Index Only Scalar Arrays
Focus on arrays of simple, scalar types such as integers, strings, or floats. Avoid indexing complex or nested structures (like arrays of objects or maps), as these can degrade performance and inflate index size. In line with general indexing guidance, prioritize high-value, high-cardinality fields. Over-indexing, or indexing fields with few unique values, often introduces unnecessary overhead and can slow down write performance.
Avoid Null Values in Arrays
Including null values in indexed arrays can cause unpredictable behavior. Null elements may require special handling in the index structure, potentially being ignored or complicating lookups. The best approach is to design your schema and application logic to omit nulls entirely, ensuring only meaningful data is indexed. This aligns with conventional database best practices, which discourage “null pollution” to keep indexes clean and reliable.

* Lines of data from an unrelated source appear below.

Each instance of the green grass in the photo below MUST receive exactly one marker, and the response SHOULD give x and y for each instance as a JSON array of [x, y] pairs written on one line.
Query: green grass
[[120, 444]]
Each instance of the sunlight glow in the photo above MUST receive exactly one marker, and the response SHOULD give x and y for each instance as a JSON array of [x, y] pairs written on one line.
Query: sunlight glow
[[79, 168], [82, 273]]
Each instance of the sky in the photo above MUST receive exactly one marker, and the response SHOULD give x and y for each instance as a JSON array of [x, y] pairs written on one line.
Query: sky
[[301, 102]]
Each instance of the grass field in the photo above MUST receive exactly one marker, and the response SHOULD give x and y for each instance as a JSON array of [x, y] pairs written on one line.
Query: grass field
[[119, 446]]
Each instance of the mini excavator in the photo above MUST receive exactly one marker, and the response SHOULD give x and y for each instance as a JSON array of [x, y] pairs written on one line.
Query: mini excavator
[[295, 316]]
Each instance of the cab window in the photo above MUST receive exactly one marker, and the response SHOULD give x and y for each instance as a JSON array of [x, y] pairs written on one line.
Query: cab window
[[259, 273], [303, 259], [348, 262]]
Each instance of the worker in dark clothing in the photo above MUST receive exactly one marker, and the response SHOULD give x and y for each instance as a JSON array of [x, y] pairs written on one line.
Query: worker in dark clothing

Maintain Consistent Element Types
All elements within an array should have the same data type. For example, an integer array should not contain strings or decimals. Mixing data types forces the index to accommodate heterogeneous values, reducing efficiency and increasing maintenance complexity. Uniform element types keep indexes smaller, more selective, and better optimized for scans and lookups.

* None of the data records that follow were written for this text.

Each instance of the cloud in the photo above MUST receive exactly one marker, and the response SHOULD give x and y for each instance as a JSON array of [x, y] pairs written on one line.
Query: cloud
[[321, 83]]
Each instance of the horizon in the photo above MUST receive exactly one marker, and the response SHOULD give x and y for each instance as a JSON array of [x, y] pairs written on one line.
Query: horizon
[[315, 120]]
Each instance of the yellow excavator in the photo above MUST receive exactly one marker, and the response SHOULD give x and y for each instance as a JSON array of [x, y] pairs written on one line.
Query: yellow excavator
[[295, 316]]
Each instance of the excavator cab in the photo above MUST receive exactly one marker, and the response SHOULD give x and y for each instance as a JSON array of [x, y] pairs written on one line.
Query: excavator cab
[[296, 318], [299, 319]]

Optimize Range Index Column Order
When creating composite indexes that combine range and equality conditions, use the “equality first, range second” principle. For example, if your query combines an exact match and a range:
-- Optimal: equality condition first, range condition second
CREATE INDEX FOR (p:Person) ON (p.department, p.salary)
-- Query benefits from ordered index traversal
MATCH (p:Person)
WHERE p.department = 'Engineering' AND p.salary >= 75000
RETURN p
This ordering allows the index scan to start with the specific department and then traverse only the relevant salary range within that department, minimizing the portion of the index that must be scanned.
The array and range indexing capabilities introduced in FalkorDB mark a significant leap forward in graph database technology. By solving long-standing challenges with list-based data structures, these features address a critical market need that has been overlooked for years. For developers and teams working with complex, multivalued data, FalkorDB now offers a uniquely powerful combination of performance, efficiency, and intuitive modeling.
FAQ
How does array indexing differ from traditional graph traversal for filtering?
Array indexing enables direct O(log n) lookups by treating each array element as an individual index key, avoiding O(n) full scans that check every node’s array property.
What query patterns benefit most from range indexing in FalkorDB?
Inequality filters (age >= 25), sorted retrieval, time-series bounds, geospatial distance queries, and aggregations over numeric ranges see 10-100x speedups via binary search.
Can I index nested arrays or complex objects in FalkorDB?
No. Range and array indexes support scalar types only: integers, floats, strings, and geospatial points. Nested structures require flattening before indexing.